One of the prevailing schools of thought, of which I was temporarily and regrettably enrolled, regarding an expansion team that unexpectedly expanded unprecedented horizons is that their fans didn't "earn" such immediate success. We can delve into the legitimacy of that claim later, but if who is/was deserving of what emotional toll is the question then the unwarranted torture that the Panthers' fan base has had to endure is just as much part of the answer as the current Viva of Las Vegas. I don't care how limited-in-size or retired-in-community Floridian hockey fans happen to be, because the amount of tough pills that they have been forced into swallowing on nearly a daily basis throughout this postseason would make the most resilient of elderly flush their will to wake up. Explicitly put, if the Knights have a Golden horseshoe up their ass then the Florida Panthers have a fist up theirs, and it's being given the most violent of spin seemingly every time the team whose construction was exacerbated predominantly by one organization's incompetence takes the ice. You could easily look at Reilly Smith's game-winning snipe in Game 4 as if it were a shot to the heart of the team that paid dearly to give him away...
However, to treat it as such you'd basically have to view said heart as having long been left cold and dead, as it belongs to a beaten body that's become more tattered than a Kanye West clothing line as Jonathan Marchessault has continued killin' it throughout the playoffs...

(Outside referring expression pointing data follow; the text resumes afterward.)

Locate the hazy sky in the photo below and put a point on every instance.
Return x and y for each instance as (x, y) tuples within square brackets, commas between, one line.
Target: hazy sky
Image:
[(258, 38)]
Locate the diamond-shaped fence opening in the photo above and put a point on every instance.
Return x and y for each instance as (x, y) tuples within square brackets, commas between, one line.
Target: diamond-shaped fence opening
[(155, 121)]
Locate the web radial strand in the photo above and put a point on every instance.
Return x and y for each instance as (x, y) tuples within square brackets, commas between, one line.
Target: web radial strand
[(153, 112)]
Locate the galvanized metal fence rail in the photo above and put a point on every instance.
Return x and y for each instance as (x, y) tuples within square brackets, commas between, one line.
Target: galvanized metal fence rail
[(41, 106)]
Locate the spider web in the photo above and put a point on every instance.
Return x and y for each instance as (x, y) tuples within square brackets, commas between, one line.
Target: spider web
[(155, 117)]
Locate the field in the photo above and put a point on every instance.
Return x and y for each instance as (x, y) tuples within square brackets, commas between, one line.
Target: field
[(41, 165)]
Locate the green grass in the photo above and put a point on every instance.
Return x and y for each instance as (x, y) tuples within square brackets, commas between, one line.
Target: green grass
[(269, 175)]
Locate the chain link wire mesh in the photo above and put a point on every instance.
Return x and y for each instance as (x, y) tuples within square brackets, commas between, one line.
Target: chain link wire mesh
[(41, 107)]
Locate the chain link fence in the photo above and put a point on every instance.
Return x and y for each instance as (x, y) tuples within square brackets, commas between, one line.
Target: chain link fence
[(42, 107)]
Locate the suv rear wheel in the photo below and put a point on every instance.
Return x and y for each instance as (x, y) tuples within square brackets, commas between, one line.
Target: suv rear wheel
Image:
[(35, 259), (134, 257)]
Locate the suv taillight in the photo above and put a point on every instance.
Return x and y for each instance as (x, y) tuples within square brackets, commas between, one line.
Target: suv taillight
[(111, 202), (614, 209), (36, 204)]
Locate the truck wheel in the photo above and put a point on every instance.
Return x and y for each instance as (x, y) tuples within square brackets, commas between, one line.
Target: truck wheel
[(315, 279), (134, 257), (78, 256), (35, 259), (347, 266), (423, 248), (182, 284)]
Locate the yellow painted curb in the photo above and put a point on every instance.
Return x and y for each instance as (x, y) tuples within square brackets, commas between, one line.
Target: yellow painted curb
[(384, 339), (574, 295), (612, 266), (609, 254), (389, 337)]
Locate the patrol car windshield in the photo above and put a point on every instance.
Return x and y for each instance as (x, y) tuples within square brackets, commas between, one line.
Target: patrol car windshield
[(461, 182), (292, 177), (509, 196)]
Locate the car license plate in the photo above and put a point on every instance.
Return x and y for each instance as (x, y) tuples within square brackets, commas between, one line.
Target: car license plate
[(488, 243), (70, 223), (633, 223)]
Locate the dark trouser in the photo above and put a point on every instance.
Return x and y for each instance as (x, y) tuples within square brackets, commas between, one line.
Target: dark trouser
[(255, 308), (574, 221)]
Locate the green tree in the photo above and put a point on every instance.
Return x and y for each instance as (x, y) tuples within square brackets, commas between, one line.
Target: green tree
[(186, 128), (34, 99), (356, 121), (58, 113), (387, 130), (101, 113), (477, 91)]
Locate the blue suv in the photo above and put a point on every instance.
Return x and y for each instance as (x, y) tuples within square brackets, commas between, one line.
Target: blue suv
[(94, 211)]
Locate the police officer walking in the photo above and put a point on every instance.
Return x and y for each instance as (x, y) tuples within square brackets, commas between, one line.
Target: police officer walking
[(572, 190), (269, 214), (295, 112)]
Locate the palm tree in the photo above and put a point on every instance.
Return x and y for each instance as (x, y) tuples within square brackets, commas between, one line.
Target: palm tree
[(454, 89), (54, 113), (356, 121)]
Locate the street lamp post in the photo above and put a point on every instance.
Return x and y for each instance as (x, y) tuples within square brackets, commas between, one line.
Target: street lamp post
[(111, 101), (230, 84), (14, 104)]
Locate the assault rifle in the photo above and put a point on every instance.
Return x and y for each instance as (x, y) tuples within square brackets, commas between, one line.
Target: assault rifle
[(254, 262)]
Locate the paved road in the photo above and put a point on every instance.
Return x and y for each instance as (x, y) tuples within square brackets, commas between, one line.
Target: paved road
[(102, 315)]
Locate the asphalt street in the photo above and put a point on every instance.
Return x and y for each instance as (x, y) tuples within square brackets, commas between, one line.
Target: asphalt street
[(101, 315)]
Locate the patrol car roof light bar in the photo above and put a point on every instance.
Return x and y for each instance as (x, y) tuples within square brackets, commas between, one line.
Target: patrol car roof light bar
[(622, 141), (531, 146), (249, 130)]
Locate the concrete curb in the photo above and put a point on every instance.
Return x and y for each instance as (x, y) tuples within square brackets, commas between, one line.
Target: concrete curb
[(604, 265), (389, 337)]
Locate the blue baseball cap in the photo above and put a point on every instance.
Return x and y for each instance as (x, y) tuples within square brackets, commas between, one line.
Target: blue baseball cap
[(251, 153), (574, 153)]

If the Panthers were made sick by having their praiseworthy playoff push fall one point short then it's their own front office that let the medicine that could have settled their stomach slip into the hands of an upstart organization that was well within its draft rights to exponentially boost its value more than Martin Shkreli. Even more unfortunate, that comparison somehow isn't limited to Dale Tallon voluntarily forfeiting 2/3rd's of a first line to an eventual Stanley Cup finalist. After all, let's not forget that it was the Panthers that literally left a 'Coach Of The Year' finalist sitting curbside like a piece of furniture that overstayed its welcome before seeing his candidacy consummated elsewhere. Call it an ironic twist on a tale of revenge. Florida threw out Gerard Gallant like yesterday's trash in search of the advancement of analytics, but - other than Marc-Andre Fleury posting an average rate of success that rivals Ted Williams playing tee-ball - there's hardly one stat that backs up the street smarts he's summoned in getting the absolute most out of his golden group of misfits. You need not look further than the nauseatingly repetitive and relatively uneducated criticisms of head coaches in hockey to see that, outside of the standings, the direct results of beneficial work behind the bench typically go unseen. For that reason, it's a rarity that's nearly as rare as the first year success of a franchise for someone to speak strongly about his personal approach to the game and see it immediately return undeniable dividends during the next game. Check the timestamps on the following sequence of events and Gerard Gallant's contributions to the most unlikely of underdog stories becomes as impossible to dismiss as the chemistry that exists atop his lineup...
As is the case with everything that's happened (but not stayed) in Vegas this season, trying to script the circumstances surrounding part-time 4th liner Tomas Nosek's first ever postseason goal would leave you with more of a headache than absorbing a punch from Mike Tyson and make you wish a lingering 'Hangover' was the only thing responsible for your writer's block. Having the type of unrelenting luck that would get your hands literally and figuratively removed in the backroom of every establishment within a two mile radius of an arena that has basically shown the brightest of lights on the phrase "the house always wins" has become par for the course for a team that's put off golfing as long as professionally possible. However, it bears mentioning that their serendipity-aided success had to come at the expense of someone, and that someone is an organization that was poorly run even before it became overrun by 'Murphy's Law' and a fanbase that probably feels as though they are stuck in a nightmare.